C’est sa manière, avec un doigt d’hypocrisie, d’accueillir le client. De la bonne humeur à revendre et même s’il y en a trop, c’est cadeau. Mais l’homme qui vient de monter dans sa voiture n’en a pas grand chose à foutre. De son rétroviseur central, Victor l’observe en train de s’installer amenant avec lui un nuage de tabac. Assez grand, chevelure soyeuse avec un certain volume, barbe grisonnante d’une petite semaine voir un peu plus qui cache un visage saillant, peau mate et lunette de soleil type aviateur. Un gars conscient de la classe qu’il dégage. Victor démarre, l’application sur son smartphone lui indique automatiquement la destination sans que le client le lui fasse part.
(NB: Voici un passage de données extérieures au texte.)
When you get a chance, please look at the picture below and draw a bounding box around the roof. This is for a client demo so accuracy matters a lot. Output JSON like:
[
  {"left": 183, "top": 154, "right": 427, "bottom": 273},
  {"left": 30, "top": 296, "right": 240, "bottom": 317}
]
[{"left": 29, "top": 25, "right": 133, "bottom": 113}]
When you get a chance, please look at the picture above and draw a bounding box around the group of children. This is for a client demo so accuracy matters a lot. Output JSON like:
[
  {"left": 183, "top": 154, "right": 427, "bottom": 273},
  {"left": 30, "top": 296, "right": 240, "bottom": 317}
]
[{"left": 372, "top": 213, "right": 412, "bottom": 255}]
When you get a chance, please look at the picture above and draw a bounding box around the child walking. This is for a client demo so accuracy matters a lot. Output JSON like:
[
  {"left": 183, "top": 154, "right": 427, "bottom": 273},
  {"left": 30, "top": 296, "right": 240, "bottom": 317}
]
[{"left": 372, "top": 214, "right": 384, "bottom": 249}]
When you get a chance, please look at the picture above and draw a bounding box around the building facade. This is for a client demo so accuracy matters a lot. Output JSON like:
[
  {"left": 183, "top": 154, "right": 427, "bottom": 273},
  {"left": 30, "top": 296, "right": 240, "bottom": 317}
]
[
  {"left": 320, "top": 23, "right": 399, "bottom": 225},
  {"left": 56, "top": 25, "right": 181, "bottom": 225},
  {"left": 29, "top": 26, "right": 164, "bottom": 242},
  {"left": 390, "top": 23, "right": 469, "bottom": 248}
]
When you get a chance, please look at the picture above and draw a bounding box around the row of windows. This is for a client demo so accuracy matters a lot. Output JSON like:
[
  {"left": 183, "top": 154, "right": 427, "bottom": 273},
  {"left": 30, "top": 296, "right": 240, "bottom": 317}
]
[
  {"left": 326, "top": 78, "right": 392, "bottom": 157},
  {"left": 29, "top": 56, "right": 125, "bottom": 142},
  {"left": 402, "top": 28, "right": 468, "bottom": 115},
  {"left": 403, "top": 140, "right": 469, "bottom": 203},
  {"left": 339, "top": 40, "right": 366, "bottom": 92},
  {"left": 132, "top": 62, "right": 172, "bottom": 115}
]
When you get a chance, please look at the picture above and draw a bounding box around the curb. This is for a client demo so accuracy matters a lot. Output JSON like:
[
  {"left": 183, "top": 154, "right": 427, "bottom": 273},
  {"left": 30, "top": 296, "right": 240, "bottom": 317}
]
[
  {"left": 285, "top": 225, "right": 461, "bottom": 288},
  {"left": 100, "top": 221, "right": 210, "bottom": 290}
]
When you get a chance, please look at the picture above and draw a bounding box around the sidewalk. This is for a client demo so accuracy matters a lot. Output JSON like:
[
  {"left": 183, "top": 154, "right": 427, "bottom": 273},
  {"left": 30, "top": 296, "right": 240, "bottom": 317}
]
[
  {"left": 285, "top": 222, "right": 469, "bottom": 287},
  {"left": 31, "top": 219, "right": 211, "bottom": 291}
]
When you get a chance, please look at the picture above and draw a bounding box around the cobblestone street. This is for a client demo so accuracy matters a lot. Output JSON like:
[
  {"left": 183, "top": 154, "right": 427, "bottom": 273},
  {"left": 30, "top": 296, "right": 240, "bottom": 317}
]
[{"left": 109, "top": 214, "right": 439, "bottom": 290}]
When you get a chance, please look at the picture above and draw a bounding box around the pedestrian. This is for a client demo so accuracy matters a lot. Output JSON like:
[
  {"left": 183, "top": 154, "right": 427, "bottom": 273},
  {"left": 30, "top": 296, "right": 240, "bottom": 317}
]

Certainement pratique, mais du coup, l’homme assis à l’arrière l’ignore comme ses propres mégots qu’il éjecte de son fier index par la fenêtre arrière. L’application indique à Victor le temps estimé du trajet : 38 minutes, avec la circulation. Ne se laissant pas piétiner comme une vulgaire clope, Victor insiste nonchalamment :
— Vous êtes du coin ?
Pas de réponse.
Le passager fait mine de le regarder et détourne son regard par la fenêtre ouverte. Il porte une cigarette à ses lèvres. Se cabre en avant, d’une main tenant la poche gauche de son jean et de l’autre, y retire un magnifique briquet en argent. Et d’un geste assuré, il provoque la flamme. La cigarette s’embraise dégageant une odeur de tabac dont Victor n’arrive pas à authentifier la marque.
— Vous fumez quoi ? Pas qu’ca m’intéresse vraiment, j’ai arrêté de fumer il y a quelques mois, mais j’aime l’idée de garder cette expertise d’identifier les marques par leur odeur… ouais, je sais, c’est idiot mais chacun son truc pour éviter de retomber dedans… dit-il n’y croyant qu’à moitié.
Mais toujours pas de réponse.
— Hé, vous m’entendez… ? Victor retient de justesse un « ducon » pour ponctuer sa phrase.
Victor se retourne brusquement vers l’arrière pour le regarder dans les yeux. L’attitude de connard de son passager commence doucement à lui taper sur le système. Il obtient un bref sourire comme seule réaction. Désemparé, Victor reporte son regard devant lui. La chaussée qui défile devant lui à un petit côté relaxant. Il se dit tout de même qu’il lui ferait bien goûter le macadam… Victor doit se reprendre. Il va se calmer.
Quelques minutes passent…
— J’imagine que ca ne vous dérange pas si je mets un peu de musique… puisque vous persistez à rester muet.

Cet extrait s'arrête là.